The suit alleges that the board's policies are overly broad, are content-based and that there's no legitimate government interest for the control of citizens' speech in this context.
"Plaintiffs challenge this intrusion onto their rights," the suit states.
The suit alleges that the board's policies - both as written and as implemented - violate both the First Amendment of the U.S. Constitution and Louisiana's Open Meetings laws. The plaintiffs are suing LCG as the supervising agency of the board. Judge is sued in both his official and personal capacities.
We reached to Judge and LCG for comment; LCG generally does not comment on pending legal matters, and a spokesperson said they couldn't comment on this suit.
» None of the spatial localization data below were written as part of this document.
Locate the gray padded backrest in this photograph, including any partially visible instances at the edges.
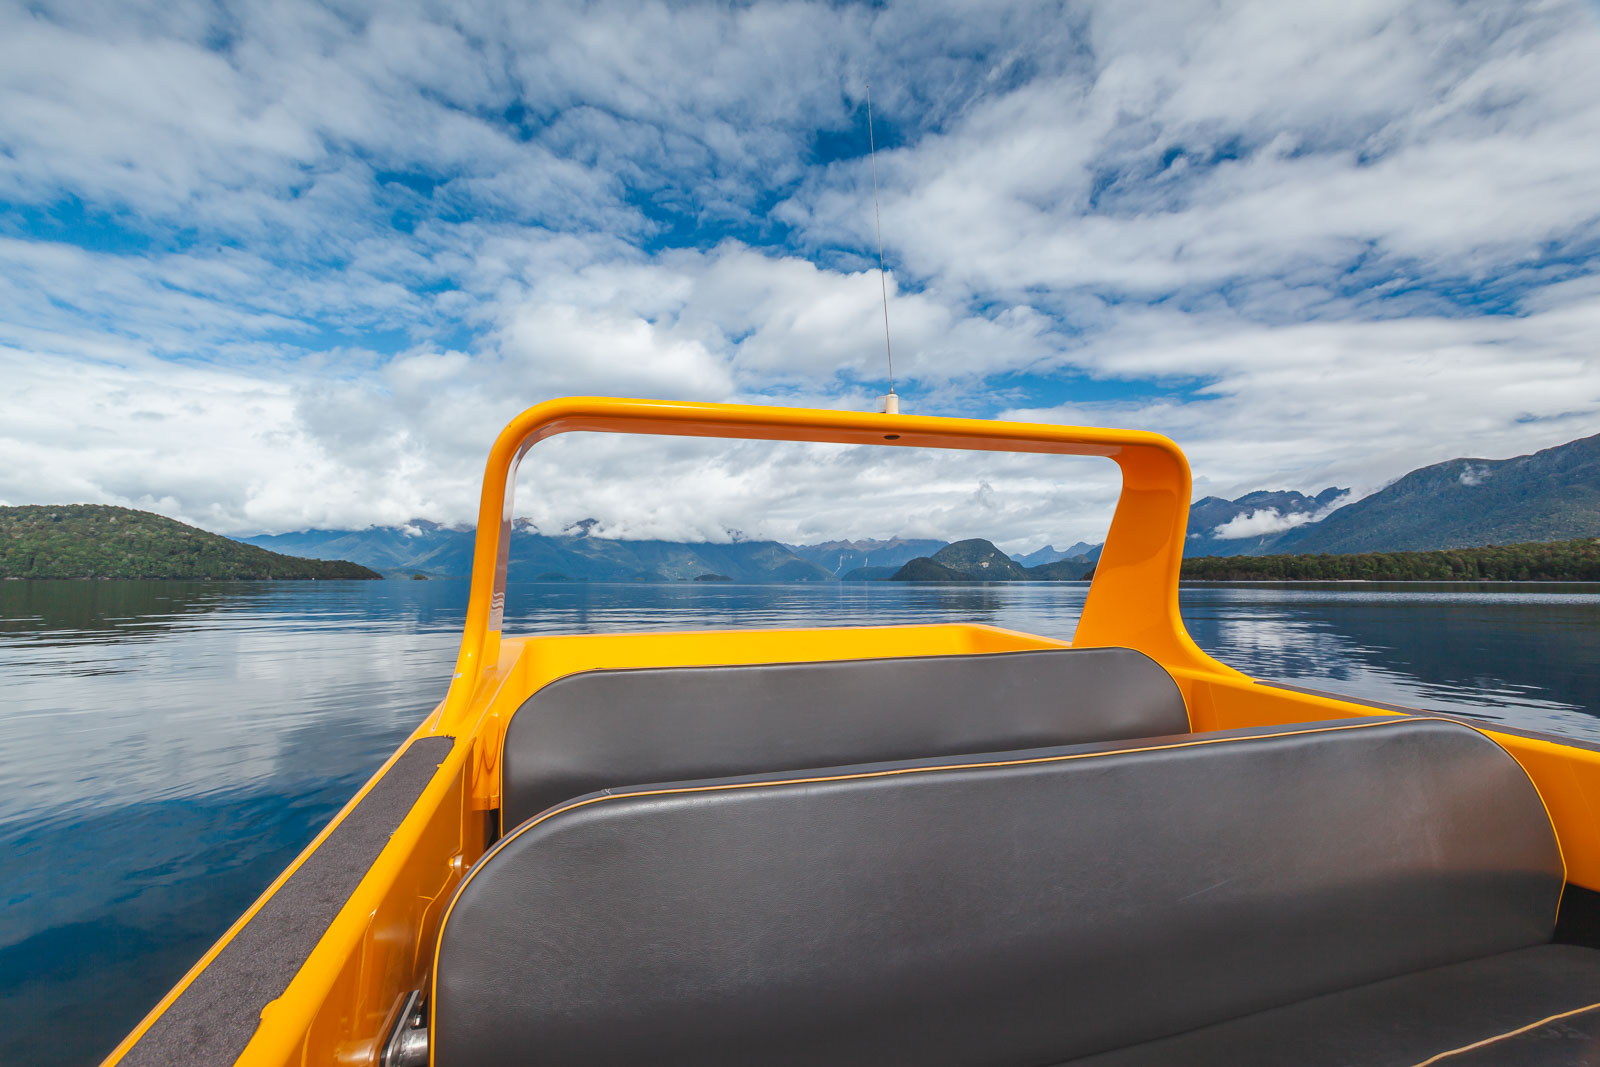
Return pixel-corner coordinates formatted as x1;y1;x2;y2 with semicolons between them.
499;646;1189;830
436;717;1562;1067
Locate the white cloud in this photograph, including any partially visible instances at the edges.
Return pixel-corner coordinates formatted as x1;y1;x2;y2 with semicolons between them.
789;0;1600;304
1004;282;1600;503
2;0;1600;550
1210;508;1315;540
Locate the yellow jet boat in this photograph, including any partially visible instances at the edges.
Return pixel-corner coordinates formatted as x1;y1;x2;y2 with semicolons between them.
104;397;1600;1066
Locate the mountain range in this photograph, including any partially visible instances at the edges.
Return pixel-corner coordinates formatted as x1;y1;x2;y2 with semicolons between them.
244;521;844;583
238;430;1600;581
1273;432;1600;554
785;538;948;576
1181;432;1600;557
1183;488;1350;558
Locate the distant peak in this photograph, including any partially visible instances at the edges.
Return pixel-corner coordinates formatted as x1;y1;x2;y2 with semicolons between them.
1313;487;1349;506
940;537;1005;554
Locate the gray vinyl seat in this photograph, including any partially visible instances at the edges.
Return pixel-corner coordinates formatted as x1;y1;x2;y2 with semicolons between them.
435;716;1595;1067
497;646;1190;831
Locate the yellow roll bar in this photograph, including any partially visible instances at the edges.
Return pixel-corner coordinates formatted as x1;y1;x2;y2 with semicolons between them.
436;396;1237;726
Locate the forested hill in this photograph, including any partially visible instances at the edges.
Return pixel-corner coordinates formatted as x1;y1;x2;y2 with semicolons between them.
0;506;381;580
1174;432;1600;557
1182;539;1600;581
1271;433;1600;554
885;539;1093;582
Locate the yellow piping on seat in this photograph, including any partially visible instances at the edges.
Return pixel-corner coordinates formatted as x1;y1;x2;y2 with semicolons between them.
1411;1000;1600;1065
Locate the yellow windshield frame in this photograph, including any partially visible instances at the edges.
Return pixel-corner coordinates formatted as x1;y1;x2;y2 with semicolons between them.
436;396;1239;729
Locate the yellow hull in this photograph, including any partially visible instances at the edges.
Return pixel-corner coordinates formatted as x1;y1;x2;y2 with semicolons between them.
101;398;1600;1066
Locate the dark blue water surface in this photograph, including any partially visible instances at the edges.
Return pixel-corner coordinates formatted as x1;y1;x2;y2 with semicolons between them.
3;579;1599;1066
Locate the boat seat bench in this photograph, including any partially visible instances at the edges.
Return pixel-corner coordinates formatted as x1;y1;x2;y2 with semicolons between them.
435;716;1586;1066
498;646;1190;831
Judge responded that he cannot comment on a pending lawsuit.
The suit alleges that Judge's term as president of the board has been "fraught with controversy and community dissension pertaining to censorship of books and materials housed in the Lafayette Public Library System."
The suit lists several controversial situations, including the November 2021 attempt to remove a book from the library; the April 2022 attempt to remove a film from the library; and the July 2022 attempt to fire one of the librarians.
"Members of the public frequently attend the Library Board of Control meetings, and many speak out in opposition to Defendant Judge, Board policy proposals and attempts at censorship," the suit alleges, adding that Judge posted "an excised" version of the disturbing the peace law, La. R.S. 14:103, at board meetings to support his approach to controlling audience comments.
"The United States Supreme Court and Louisiana Supreme Court have prohibited or limited application of this statute’s language for more than 60 years," the suit states.
Two law enforcement officers are at every meeting, flanking the board and facing the public, the suit states.
"Since September 2022, prior to allowing public comment at each meeting, Defendant Judge issues a series of warnings to attendees. These warnings include advising the public that people will be removed if their speech is deemed violative of La. R.S. 14:103, without explaining what conduct or words will violate the statute," the suit states. "The warnings also instruct members of the public they will be removed if they use “confrontational” or “derogatory” speech or debate during the public comment portion. Defendant Judge does not define “confrontation” or “derogatory” or “debate.” The warnings also instruct members of the public that they will be removed if they mention Board members by name during the public comment portion of the meeting."
The suit states that Judge has "used these policies to engage in content discrimination and viewpoint discrimination."
The rules apply differently if you agree with Judge, the suit alleges.
"Despite these speech restrictions, Defendant Judge has allowed members of the public with whom he shares personal viewpoints to engage in speech that arguably falls within the proscribed categories. No speakers who engaged in speech that aligned with Defendant Judge’s own personal beliefs has been ejected from a public meeting," the suit states. "For example, Defendant Judge has permitted certain speakers to insinuate that members of the community opposing censorship are “grooming” children for sexualization. As further example, Defendant Judge has permitted multiple members of the public to praise him, by name, despite the policy of not “singling out” Board members by name."
The suit states in detail Brevis' version of what happened at the January meeting, and alleges that what happened to her is having a chilling effect on her speech and the speech of other citizens.
"Speech that is offensive, derisive, annoying, confrontational, or derogatory is protected by the United States Constitution. Speech addressed to public officials directly and by name is core political speech necessary to democratic governance and protected by the United States Constitution," the suit states. "The posting and threatened enforcement of the portion of the disturbing the peace statute facially prohibits and chills a large swath of protected speech. The limitations on speech imposed by formal announced policy at the meetings likewise sweep a substantial amount of protected speech within their ambit."
The plaintiffs ask the court to find the board's policies and practices violate the state Open Meetings Law and the U.S. Constitution and to order training for LCG and Judge to ensure future policies follow the law. They request punitive damages from Judge personally, and they want attorney fees and costs.